# Candy canes as bee food



## katmike (Apr 29, 2005)

Can I feed the bees candy canes that were Christmas left-overs? We have all flavors, not just the traditional red/white striped peppermint. I've already been feeding several of my lighter hives granulated suger, so I was thinking of trying it.


----------



## phil c (Jan 21, 2007)

I wouldn't. I dont known about the artificial flavors, could be something really bad for the girls.


----------



## indypartridge (Nov 18, 2004)

Not advisable during cold weather when they're clustered. Candy canes (any hard candies) contain starches and solids that the bees can't digest. During warm months, when they can leave the hive freely to void themselves, it may not be a problem. But if they're confined to the hive and can't leave to poop, it becomes a problem.


----------



## BEES4U (Oct 10, 2007)

Sunday, 20 February 2011

I knew a bee man that would buy the "old" candy canes in Oakland Calif. in large lots and feed them to his bees.

Ernie


----------



## TonyGotaTruck (Jan 29, 2011)

Im new so just slap me around a little bit please. My sister gave me several cases of out of date french vanilla liquid creamer' nestle mini choclate [for baking] and powdered dark choclate flavored cocoa mix.
Any chance I can use any of this once I put bees in the hive?


----------



## Beetrucker74 (Oct 10, 2010)

katmike said:


> Can I feed the bees candy canes that were Christmas left-overs? We have all flavors, not just the traditional red/white striped peppermint. I've already been feeding several of my lighter hives granulated suger, so I was thinking of trying it.


I work for a guy that got candycane in totes by the tractor trailer load. We would break it up by driving over it with a loader. Put it in barels then filled with water to dissolve. only used it when done with honey cause it will flavor things peppermint and tint it red for a time. He told me that the peppermint helped with mites which I beleive to be true cause they had no trouble with mites but did have a foul brood epidemic.

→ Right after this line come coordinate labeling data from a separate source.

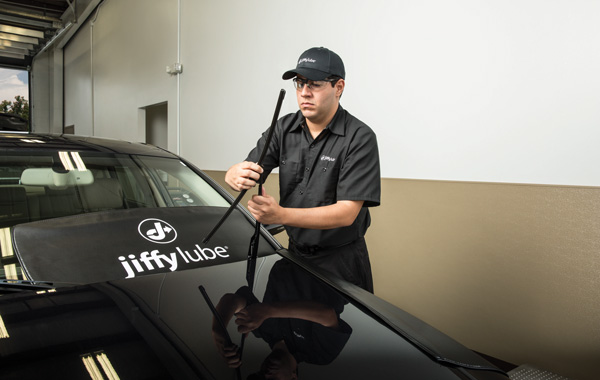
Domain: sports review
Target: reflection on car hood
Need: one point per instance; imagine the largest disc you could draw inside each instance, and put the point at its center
(160, 326)
(129, 243)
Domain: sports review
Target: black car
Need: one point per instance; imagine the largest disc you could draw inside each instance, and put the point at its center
(107, 273)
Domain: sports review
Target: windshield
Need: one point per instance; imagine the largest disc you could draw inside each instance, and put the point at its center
(45, 185)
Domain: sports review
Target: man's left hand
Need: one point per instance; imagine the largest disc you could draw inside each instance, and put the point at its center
(265, 208)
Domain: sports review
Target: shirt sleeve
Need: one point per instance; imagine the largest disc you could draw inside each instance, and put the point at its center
(360, 178)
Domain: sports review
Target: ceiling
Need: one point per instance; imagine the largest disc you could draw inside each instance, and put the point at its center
(26, 26)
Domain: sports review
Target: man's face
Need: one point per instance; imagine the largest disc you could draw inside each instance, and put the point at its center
(318, 105)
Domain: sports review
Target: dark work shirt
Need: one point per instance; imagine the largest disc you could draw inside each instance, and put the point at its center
(341, 164)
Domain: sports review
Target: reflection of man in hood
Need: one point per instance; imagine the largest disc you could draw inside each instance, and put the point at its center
(298, 318)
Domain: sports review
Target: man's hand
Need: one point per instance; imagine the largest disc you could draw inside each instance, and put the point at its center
(265, 209)
(243, 176)
(230, 353)
(252, 316)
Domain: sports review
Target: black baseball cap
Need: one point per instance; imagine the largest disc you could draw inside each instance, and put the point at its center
(318, 64)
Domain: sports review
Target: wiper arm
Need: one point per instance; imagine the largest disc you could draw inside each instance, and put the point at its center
(8, 286)
(262, 156)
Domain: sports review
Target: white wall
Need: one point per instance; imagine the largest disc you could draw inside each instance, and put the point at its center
(470, 90)
(116, 65)
(463, 90)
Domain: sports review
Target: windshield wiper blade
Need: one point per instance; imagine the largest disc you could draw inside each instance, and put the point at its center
(262, 156)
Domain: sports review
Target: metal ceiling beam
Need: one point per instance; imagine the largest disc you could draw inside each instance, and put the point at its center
(29, 22)
(16, 38)
(18, 45)
(11, 55)
(21, 31)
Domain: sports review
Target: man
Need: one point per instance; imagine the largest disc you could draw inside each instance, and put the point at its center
(328, 172)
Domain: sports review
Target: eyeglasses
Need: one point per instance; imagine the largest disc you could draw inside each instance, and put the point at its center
(314, 85)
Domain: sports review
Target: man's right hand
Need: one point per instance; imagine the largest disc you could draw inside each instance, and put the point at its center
(243, 176)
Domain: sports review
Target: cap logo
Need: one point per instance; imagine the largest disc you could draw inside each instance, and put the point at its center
(307, 60)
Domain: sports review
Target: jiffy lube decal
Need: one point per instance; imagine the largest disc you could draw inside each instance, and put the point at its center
(160, 232)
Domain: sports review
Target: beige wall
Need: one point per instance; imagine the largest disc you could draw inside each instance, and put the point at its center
(509, 270)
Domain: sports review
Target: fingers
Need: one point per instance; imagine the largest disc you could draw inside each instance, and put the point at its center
(243, 176)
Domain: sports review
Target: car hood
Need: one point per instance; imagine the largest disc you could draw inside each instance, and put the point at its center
(161, 326)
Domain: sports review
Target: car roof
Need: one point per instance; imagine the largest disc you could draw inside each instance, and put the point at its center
(42, 141)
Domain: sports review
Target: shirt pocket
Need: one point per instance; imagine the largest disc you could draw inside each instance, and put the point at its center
(289, 174)
(324, 188)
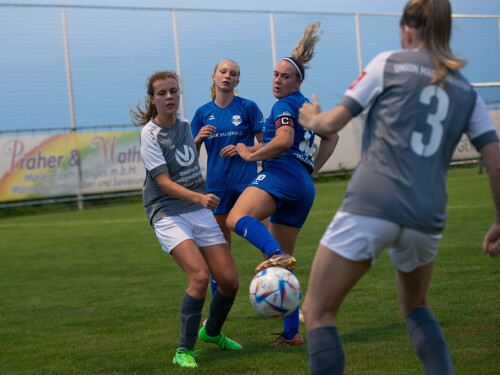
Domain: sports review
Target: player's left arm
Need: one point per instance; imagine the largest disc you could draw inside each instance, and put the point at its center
(324, 124)
(326, 147)
(491, 156)
(282, 141)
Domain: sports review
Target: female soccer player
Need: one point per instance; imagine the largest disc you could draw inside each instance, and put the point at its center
(179, 211)
(420, 106)
(284, 189)
(221, 124)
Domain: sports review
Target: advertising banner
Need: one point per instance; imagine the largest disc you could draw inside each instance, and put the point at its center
(44, 166)
(40, 166)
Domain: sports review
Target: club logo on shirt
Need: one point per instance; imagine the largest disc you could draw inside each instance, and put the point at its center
(185, 158)
(237, 120)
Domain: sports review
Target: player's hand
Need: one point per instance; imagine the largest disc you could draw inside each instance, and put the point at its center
(210, 201)
(243, 151)
(308, 111)
(205, 132)
(229, 151)
(491, 243)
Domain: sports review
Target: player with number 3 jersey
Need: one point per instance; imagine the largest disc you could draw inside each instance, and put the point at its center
(420, 105)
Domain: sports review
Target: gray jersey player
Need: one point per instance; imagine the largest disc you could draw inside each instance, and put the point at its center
(180, 212)
(420, 105)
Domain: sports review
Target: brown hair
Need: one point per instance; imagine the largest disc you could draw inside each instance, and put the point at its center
(142, 117)
(432, 19)
(304, 51)
(212, 88)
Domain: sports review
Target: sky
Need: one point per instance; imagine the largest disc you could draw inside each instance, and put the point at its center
(107, 44)
(475, 7)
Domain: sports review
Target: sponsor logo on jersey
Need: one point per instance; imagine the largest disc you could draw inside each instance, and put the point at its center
(185, 158)
(357, 80)
(237, 120)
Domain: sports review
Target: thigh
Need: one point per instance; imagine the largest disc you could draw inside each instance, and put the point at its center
(171, 231)
(413, 249)
(222, 268)
(332, 277)
(285, 236)
(253, 202)
(358, 237)
(206, 230)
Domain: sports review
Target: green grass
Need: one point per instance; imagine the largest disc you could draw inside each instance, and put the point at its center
(91, 292)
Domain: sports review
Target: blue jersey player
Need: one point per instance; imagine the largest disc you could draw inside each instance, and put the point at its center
(420, 106)
(220, 125)
(284, 189)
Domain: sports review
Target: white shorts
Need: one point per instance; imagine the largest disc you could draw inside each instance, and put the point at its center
(357, 238)
(199, 226)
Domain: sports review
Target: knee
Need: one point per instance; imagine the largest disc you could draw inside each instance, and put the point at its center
(199, 280)
(229, 286)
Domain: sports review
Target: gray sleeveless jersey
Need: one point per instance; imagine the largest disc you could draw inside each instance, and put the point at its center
(169, 150)
(412, 130)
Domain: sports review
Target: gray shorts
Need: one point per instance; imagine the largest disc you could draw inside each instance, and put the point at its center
(199, 226)
(357, 238)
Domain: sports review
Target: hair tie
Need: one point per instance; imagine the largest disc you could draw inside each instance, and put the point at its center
(295, 65)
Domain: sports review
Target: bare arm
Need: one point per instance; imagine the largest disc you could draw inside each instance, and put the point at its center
(205, 131)
(326, 148)
(491, 156)
(259, 143)
(173, 189)
(282, 141)
(323, 123)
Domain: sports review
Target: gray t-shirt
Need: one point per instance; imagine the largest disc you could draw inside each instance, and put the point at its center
(412, 130)
(169, 150)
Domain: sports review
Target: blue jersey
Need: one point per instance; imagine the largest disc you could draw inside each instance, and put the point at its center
(287, 109)
(236, 123)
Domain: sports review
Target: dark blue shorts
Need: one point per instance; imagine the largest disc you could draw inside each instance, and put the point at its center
(288, 181)
(227, 200)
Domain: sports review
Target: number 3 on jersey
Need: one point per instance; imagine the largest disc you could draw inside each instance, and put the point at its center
(434, 120)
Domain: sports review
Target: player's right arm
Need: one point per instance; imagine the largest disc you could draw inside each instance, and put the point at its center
(175, 190)
(200, 131)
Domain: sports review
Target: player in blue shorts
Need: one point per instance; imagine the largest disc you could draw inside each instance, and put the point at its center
(178, 208)
(284, 189)
(420, 106)
(220, 125)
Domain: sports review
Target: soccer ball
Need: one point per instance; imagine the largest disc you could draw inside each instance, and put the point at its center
(275, 292)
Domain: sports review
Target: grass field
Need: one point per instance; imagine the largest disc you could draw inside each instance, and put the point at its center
(91, 292)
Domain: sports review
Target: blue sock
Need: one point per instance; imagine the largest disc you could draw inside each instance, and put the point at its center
(291, 323)
(257, 234)
(428, 341)
(213, 285)
(326, 355)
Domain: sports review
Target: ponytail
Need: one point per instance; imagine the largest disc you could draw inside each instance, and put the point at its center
(304, 51)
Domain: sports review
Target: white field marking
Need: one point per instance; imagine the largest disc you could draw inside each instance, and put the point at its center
(451, 207)
(124, 221)
(72, 222)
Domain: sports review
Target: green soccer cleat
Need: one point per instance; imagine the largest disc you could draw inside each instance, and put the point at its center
(220, 339)
(185, 358)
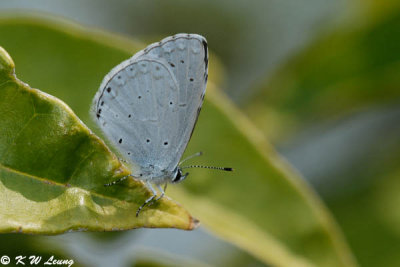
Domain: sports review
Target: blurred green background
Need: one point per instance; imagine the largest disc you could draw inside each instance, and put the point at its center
(319, 78)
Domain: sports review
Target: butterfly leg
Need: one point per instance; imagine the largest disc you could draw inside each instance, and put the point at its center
(147, 200)
(118, 181)
(162, 193)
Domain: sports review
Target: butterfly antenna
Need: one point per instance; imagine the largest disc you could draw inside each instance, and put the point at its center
(192, 156)
(209, 167)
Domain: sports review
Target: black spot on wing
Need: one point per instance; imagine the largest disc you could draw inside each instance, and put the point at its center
(195, 122)
(205, 53)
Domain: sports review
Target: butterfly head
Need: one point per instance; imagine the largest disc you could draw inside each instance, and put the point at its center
(178, 176)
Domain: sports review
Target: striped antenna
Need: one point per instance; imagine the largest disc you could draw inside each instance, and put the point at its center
(208, 167)
(191, 156)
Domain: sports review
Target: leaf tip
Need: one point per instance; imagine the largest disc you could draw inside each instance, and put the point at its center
(194, 223)
(6, 62)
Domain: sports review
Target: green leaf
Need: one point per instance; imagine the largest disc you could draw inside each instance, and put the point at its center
(53, 170)
(263, 207)
(342, 72)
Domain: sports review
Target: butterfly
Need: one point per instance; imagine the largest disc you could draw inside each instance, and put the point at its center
(148, 106)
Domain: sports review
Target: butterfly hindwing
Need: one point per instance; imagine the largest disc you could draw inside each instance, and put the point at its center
(148, 105)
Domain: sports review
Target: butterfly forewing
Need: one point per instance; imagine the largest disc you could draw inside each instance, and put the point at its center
(148, 105)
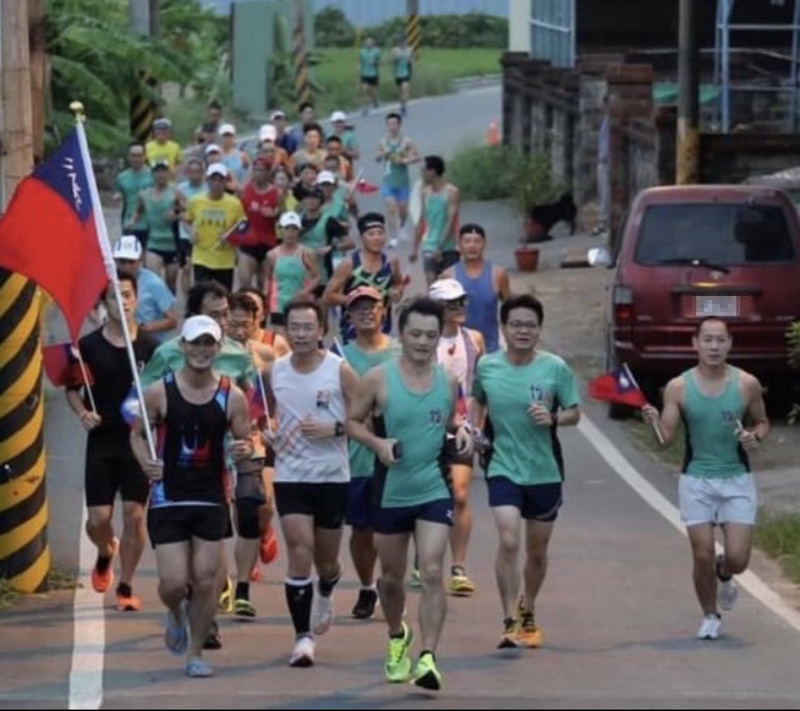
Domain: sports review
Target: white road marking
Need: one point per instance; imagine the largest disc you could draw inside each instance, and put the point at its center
(89, 639)
(748, 580)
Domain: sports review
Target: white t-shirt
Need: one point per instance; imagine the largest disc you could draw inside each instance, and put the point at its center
(318, 395)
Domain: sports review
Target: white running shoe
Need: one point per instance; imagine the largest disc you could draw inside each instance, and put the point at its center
(709, 628)
(322, 616)
(303, 653)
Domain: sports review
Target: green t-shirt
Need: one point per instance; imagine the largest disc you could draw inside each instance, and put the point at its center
(362, 459)
(130, 183)
(233, 361)
(369, 61)
(524, 452)
(419, 421)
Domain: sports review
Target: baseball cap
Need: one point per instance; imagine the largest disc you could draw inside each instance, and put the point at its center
(196, 326)
(217, 169)
(326, 177)
(290, 219)
(128, 247)
(267, 132)
(362, 292)
(446, 290)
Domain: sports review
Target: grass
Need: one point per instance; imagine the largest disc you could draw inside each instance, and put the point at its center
(778, 535)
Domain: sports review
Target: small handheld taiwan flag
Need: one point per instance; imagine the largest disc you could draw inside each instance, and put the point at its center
(617, 386)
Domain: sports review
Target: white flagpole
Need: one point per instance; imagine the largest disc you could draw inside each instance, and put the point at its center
(111, 268)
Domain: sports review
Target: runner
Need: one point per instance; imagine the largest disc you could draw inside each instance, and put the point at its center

Tony sorry but the stuff you have will tear up a bees gut so you shouldn't use it. And cocoa has no suger in it.It is just ground cocoa with the butter pressed out.


----------



## tommyt (Aug 7, 2010)

I heard the Candy cane was OK as long as the Beek is good with corn syrup 
It was said some of them are made with either corn or cane syrup? 
The spearmint is good as stated above for mites.


Tommyt


----------